In March 1951 the AEC deemed Mark I sufficiently promising to justify siting studies for Mark II. And that was enough to return Lawrence to lobbying for Mark III. In testimony before the JCAE early in April, he pointed out the comforts of a family of high-intensity accelerators. "If these processes work... they can be used in peacetime for the production of fissionable material, but when war comes, they could overnight be producing radioactive materials. . . on a scale so that we could do all our fighting with radioactive materials and not use atomic bombs. That would be a great thing." The JCAE admired the argument. It put pressure on the AEC, which authorized another feasibility study, which found favorably for Mark III. The Laboratory proposed a 300 MeV model, to be called the J-16.

Even Lawrence's associates at California Research and Development doubted the wisdom of proceeding simultaneously with three untried machines. Research on targets for Mark II had fallen three months behind schedule, and CR&D feared more delays should the J-16 be authorized. In any case neither design had matured to the point that the Laboratory was willing to set the principal engineering parameters. During the war the MED had ordered a freeze on calutron designs. No one in the AEC wished to do as much for Mark II. Instead, the agency deferred its construction pending a thorough review of its economic potential.

One of the chief justifications of MTA was need for fissionable material should foreign sources of uranium fail. By the summer of 1952 the argument no longer weighed. The AEC had found another and cheaper way. By offering bonuses for new domestic sources of uranium and by increasing the price of ore, the Commission stimulated prospecting that uncovered rich deposits on the Colorado plateau. It appeared that the country did not require an emergency operation to make plutonium from scrap uranium. Attempts to convince the AEC to favor accelerator production of uranium-233, whose relatively small critical mass fit it for use in gun-type bombs and tactical warheads, did not avail. Nor did calculations to demonstrate that the fissionable materials yielded by MTA would release more energy than consumed in producing them. On August 7 the AEC terminated Mark II and reduced Mark I to a small program in its Division of Research.

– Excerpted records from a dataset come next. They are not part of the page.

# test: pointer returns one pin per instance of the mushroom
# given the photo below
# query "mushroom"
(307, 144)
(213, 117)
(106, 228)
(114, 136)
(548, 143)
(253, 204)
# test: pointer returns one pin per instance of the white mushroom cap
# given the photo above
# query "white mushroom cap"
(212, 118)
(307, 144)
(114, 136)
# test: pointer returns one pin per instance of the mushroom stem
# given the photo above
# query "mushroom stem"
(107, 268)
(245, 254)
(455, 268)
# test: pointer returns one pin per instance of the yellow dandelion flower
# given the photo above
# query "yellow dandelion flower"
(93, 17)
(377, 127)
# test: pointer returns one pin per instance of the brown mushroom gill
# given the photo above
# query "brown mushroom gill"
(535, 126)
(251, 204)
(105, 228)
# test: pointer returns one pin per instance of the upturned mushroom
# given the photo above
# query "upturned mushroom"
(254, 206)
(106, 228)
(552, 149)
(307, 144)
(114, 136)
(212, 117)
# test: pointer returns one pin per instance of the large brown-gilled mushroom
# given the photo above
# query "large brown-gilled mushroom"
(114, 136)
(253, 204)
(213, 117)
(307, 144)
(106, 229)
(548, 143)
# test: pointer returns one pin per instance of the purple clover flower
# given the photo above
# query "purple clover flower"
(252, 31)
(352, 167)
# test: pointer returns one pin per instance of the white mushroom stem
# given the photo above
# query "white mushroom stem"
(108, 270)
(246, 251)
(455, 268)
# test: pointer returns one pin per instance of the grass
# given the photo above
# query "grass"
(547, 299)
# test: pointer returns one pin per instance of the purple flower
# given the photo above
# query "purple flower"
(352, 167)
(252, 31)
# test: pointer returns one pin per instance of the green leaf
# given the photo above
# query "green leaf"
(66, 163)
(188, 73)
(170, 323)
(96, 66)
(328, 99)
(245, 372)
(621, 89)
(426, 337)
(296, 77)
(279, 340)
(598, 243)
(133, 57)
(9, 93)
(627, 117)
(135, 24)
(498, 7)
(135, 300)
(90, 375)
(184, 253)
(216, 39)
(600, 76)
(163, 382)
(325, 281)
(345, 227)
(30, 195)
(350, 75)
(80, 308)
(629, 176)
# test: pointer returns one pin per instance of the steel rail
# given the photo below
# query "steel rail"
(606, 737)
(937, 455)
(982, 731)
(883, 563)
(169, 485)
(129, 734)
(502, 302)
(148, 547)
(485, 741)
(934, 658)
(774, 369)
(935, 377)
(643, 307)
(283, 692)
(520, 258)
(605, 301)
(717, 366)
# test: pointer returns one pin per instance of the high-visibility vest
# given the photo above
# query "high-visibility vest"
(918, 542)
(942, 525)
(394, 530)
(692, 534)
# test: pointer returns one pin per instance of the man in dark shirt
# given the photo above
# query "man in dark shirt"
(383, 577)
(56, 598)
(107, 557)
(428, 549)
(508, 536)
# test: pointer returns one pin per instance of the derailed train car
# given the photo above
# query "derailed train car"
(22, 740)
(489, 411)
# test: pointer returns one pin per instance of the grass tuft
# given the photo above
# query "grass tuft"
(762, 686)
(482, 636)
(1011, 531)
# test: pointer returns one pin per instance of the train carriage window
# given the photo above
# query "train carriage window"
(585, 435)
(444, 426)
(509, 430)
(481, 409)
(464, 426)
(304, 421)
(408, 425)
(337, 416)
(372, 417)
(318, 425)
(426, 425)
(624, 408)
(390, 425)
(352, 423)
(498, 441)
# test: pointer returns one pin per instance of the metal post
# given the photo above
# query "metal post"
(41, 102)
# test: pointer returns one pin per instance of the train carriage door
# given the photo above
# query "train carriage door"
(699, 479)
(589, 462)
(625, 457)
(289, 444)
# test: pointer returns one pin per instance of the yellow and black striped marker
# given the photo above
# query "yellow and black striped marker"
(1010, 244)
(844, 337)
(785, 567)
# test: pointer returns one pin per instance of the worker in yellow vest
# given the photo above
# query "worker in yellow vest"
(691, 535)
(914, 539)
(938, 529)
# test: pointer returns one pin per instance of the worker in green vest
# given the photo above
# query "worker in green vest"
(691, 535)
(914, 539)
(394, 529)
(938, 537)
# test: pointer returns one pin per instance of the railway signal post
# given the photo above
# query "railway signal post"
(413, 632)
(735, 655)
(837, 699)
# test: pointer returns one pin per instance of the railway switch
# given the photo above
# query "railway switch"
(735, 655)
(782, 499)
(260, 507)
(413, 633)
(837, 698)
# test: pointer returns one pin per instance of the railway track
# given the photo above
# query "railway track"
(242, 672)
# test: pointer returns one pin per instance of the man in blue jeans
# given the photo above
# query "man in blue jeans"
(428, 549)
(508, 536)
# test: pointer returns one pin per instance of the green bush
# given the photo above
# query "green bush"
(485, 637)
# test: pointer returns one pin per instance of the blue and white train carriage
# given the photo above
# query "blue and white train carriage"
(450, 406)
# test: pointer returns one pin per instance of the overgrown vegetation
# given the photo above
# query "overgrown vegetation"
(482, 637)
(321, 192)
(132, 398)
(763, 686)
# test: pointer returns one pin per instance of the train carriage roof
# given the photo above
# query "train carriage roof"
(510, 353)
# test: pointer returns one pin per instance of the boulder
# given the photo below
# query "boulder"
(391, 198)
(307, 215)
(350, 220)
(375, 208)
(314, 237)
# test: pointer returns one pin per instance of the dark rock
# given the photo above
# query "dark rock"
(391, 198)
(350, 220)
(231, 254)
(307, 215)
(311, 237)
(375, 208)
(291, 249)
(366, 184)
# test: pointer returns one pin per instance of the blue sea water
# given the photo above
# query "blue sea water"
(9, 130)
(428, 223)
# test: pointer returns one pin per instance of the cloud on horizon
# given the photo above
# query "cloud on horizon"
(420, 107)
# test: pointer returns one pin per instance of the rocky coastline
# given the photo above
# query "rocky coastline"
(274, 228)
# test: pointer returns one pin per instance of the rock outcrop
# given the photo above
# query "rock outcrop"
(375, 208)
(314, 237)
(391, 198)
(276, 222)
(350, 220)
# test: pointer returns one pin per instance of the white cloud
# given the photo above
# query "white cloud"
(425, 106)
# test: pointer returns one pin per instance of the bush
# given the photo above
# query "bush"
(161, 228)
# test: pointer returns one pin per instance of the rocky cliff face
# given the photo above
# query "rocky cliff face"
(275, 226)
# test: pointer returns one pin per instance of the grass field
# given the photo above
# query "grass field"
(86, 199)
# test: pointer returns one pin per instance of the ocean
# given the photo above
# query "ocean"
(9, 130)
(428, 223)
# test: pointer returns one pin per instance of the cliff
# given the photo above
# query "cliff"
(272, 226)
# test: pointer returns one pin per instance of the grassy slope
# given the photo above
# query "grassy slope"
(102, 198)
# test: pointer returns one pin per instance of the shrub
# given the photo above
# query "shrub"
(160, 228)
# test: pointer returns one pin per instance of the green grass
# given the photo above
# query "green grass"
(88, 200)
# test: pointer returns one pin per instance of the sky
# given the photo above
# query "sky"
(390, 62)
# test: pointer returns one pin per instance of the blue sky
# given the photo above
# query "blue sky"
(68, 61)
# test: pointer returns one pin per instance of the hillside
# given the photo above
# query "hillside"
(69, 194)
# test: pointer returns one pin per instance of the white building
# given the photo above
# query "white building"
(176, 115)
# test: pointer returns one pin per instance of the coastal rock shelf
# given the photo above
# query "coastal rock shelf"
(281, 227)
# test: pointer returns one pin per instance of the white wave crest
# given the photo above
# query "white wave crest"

Meanwhile two major changes had come over the Livermore site. First, Mark I showed that it could hold a high vacuum and a large potential gradient and enabled its builders to judge it a success. Second, in June 1952 the AEC had established at Livermore the locus for what Teller called "healthy competition" for Los Alamos. The Livermore Weapons Laboratory became a branch of the University of California Radiation Laboratory under the direction of Herbert York. The administrative arrangement lasted until 1971. Until then Livermore took most of the Laboratory's work in applied science, including weapons development and projects Pluto (nuclear rockets), Plowshare (peaceful applications of nuclear explosives), and Sherwood (controlled thermonuclear reactions). The division of labor not only encouraged the Berkeley branch to reconcentrate on basic nuclear science, it also reduced and eventually eliminated classified research there. The Livermore branch was a consequential legacy of MTA. Or, as Lawrence put it from the reverse perspective, "the MTA project made it possible for us to save at least a year or perhaps two years on the development of the Livermore Weapons Laboratory.

The parent Laboratory gained $375,000 severance pay to increase the magnetic field of the 184-inch cyclotron to 23,000 gauss, which made possible acceleration of protons to 750 MeV. The rationale was that the AEC desired to know the neutron yield at such an energy. Perhaps most important, experience gained in MTA and a few pieces of its furniture assisted the completion of the long-awaited Bevatron at an energy almost double that planned before the Mark brothers came on the scene.